For a 30-month study period at two institutions, the authors obtained all cases of lumbar fusion with new back and leg pain due to adjacent-segment stenosis and spondylosis failing conservative measures. All patients had undergone minimally invasive lateral interbody fusion from the side of greater leg pain without supplemental pedicle screw fixation. Patients were excluded from the study if they had undergone surgery for a nondegenerative etiology such as infection or trauma. They were also excluded if the intervention involved supplemental posterior instrumented fusion with transpedicular screws. Postoperative metrics included numeric pain scale (NPS) scores for leg and back pain. All patients underwent dynamic radiographs and CT scanning to assess stability and fusion after surgery.

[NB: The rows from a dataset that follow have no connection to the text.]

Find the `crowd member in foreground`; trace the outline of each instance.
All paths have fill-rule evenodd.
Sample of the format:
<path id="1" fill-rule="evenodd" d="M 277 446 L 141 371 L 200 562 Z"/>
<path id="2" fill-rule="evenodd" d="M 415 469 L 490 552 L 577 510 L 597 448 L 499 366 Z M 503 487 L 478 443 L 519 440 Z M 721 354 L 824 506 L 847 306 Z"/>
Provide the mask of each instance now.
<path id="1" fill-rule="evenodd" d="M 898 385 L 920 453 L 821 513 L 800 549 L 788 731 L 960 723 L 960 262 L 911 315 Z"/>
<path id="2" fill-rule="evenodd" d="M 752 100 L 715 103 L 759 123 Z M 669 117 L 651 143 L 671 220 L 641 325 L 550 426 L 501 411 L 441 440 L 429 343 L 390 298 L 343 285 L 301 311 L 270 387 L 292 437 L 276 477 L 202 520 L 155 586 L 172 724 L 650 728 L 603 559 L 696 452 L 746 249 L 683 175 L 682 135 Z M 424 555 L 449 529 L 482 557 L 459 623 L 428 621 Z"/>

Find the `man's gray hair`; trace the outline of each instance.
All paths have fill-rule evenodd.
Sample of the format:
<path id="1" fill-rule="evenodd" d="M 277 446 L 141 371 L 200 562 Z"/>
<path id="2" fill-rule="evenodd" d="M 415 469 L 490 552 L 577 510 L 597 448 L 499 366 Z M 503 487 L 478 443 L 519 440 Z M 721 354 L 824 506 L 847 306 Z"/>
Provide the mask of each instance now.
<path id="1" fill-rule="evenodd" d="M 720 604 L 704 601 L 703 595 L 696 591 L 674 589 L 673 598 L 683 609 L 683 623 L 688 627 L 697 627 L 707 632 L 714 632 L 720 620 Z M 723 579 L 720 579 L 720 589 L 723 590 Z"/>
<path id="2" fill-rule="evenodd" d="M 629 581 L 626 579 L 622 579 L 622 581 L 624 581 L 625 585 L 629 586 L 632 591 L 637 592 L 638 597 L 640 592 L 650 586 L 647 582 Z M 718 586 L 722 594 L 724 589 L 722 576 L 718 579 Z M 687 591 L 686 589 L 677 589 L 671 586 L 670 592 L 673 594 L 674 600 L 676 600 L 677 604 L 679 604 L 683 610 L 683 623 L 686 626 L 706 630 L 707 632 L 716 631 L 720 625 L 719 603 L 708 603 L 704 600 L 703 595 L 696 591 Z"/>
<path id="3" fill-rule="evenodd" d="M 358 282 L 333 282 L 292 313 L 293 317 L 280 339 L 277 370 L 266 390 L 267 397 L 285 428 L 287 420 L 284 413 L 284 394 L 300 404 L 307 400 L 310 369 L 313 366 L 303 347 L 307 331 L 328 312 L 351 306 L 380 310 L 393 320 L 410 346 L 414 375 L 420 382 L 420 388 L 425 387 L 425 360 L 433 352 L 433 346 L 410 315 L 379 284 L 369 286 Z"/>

During the 30-month study period, 21 patients (43% female) were successfully treated using minimally invasive lateral interbody fusion without the need for subsequent posterior transpedicular fixation. The mean patient age was 61 years (range 37–87 years). Four patients had two adjacent levels fused, while the remainder had single-level surgery. All patients underwent surgery without conversion to a traditional open technique, and recombinant human bone morphogenetic protein–2 was used in the interbody space in all cases. The mean follow-up was 23.6 months. The mean operative time was 86 minutes, and the mean blood loss was 93 ml. There were no major intraoperative complications, but one patient underwent subsequent direct decompression in a delayed fashion. The leg pain NPS score improved from a mean of 6.3 to 1.9 (p < 0.01), and the back pain NPS score improved from a mean of 7.5 to 2.9 (p < 0.01). Intervertebral settling averaged 1.7 mm. All patients had bridging bone on CT scanning at the last follow-up, indicating solid bony fusion.
Adjacent-segment stenosis and spondylosis can be treated with a number of different operative techniques. Lateral interbody fusion provides an attractive alternative with reduced blood loss and complications, as there is no need to re-explore a previous laminectomy site. In this limited series a minimally invasive lateral approach provided high fusion rates when performed with osteobiological adjuvants.